Friday, October 19, 2007

The James Ossuary

The much debated James Ossuary, with an inscription reading ""James, son of Joseph, brother of Jesus," has still not been conclusively ruled a fake. Although no one doubts that it dates to the time of James and Jesus, there has been some question whether or not the inscription was a forgery. However, after having been ruled a fake early on by the Israel Antiquities Authority (IAA), many experts afterward questioned this finding and believed it to be authentic.

A couple of articles at the Biblical Archaeology Society website question the earlier findings.

For example, in an article excerpted from Theology Today 52:4, entitled "The James Ossuary and Its Implications," J.A. Fitzmeyer reminds the reader that...

(a) The ossuary had been examined by scientists of the Geological Survey of Israel and also by expert curators at the Royal Ontario Museum in Toronto; neither of these teams concluded that the ossuary or its inscription was fake. In fact, the scientists of GSI went out of their way to stress that “the patina does not contain any modern elements (such as modern pigments) and it adheres firmly to the surface. No signs of the use of a modern tool or instrument was [sic] found.” (b) The reaction of the IAA is simply the same as the attitude of most archaeologists about artifacts obtained from antiquities-dealers, as already mentioned. Only now, it has become a matter of politicized archaeology, advocated by the highest authority on antiquities in the State of Israel.

In addition, Edward J. Keall, in an article entitled "New Tests Bolster Case for Authenticity," concludes that...

The studies we [at the Royal Ontario Museum] conducted have convinced us that the ossuary and its inscription are genuinely ancient and not a modern forgery.
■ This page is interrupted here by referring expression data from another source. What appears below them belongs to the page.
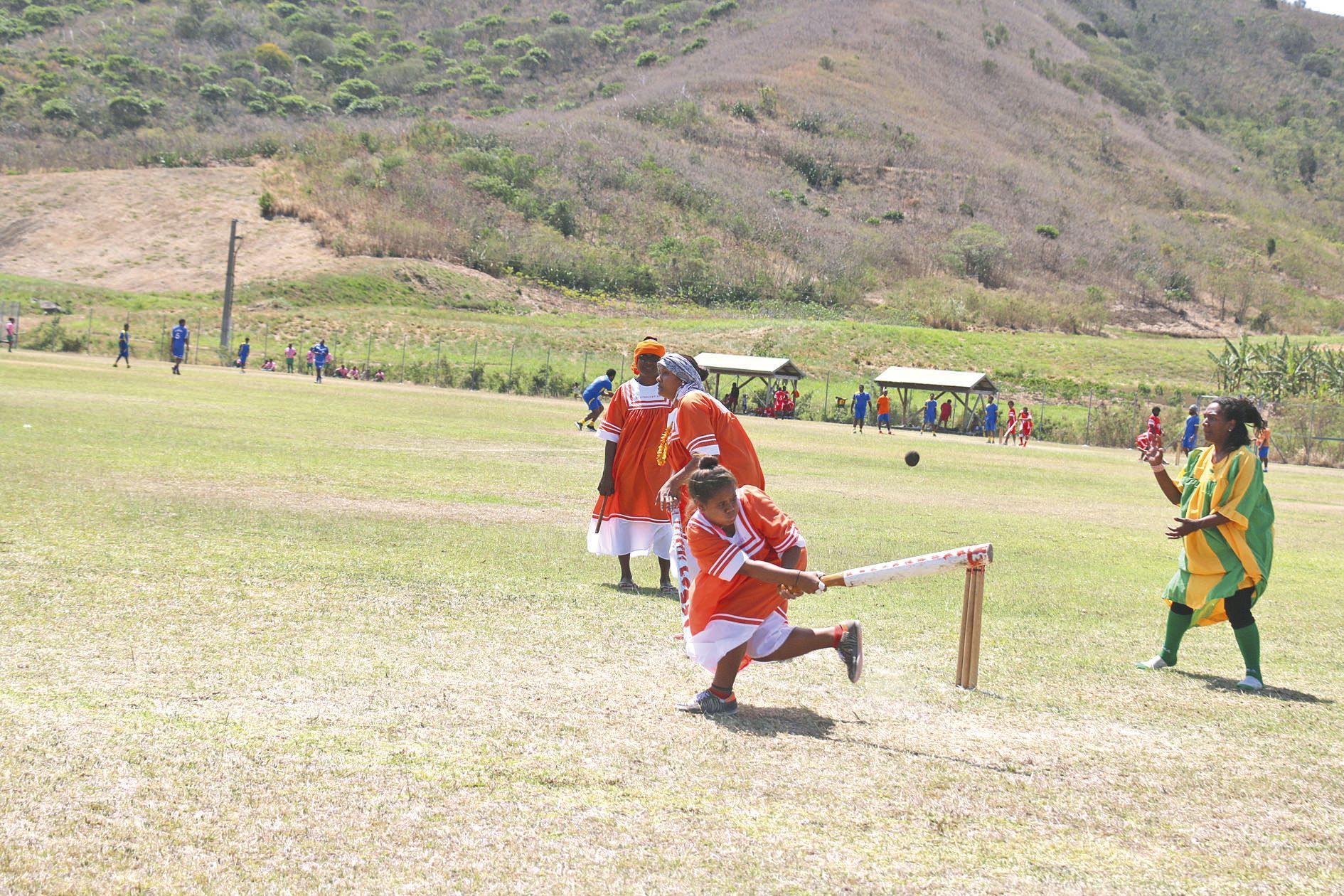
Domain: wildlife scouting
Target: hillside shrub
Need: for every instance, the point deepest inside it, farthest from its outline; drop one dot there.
(818, 174)
(978, 252)
(60, 110)
(129, 112)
This conclusion, of course, is consistent with the findings of leading Semitic paleographers and Aramaic linguists, as well as the Geological Survey of Israel, and contradicts those who assert that the inscription must be a forgery simply because it is "too good to be true" or because it surfaced on the antiquities market rather than having been found in a professional archaeological excavation.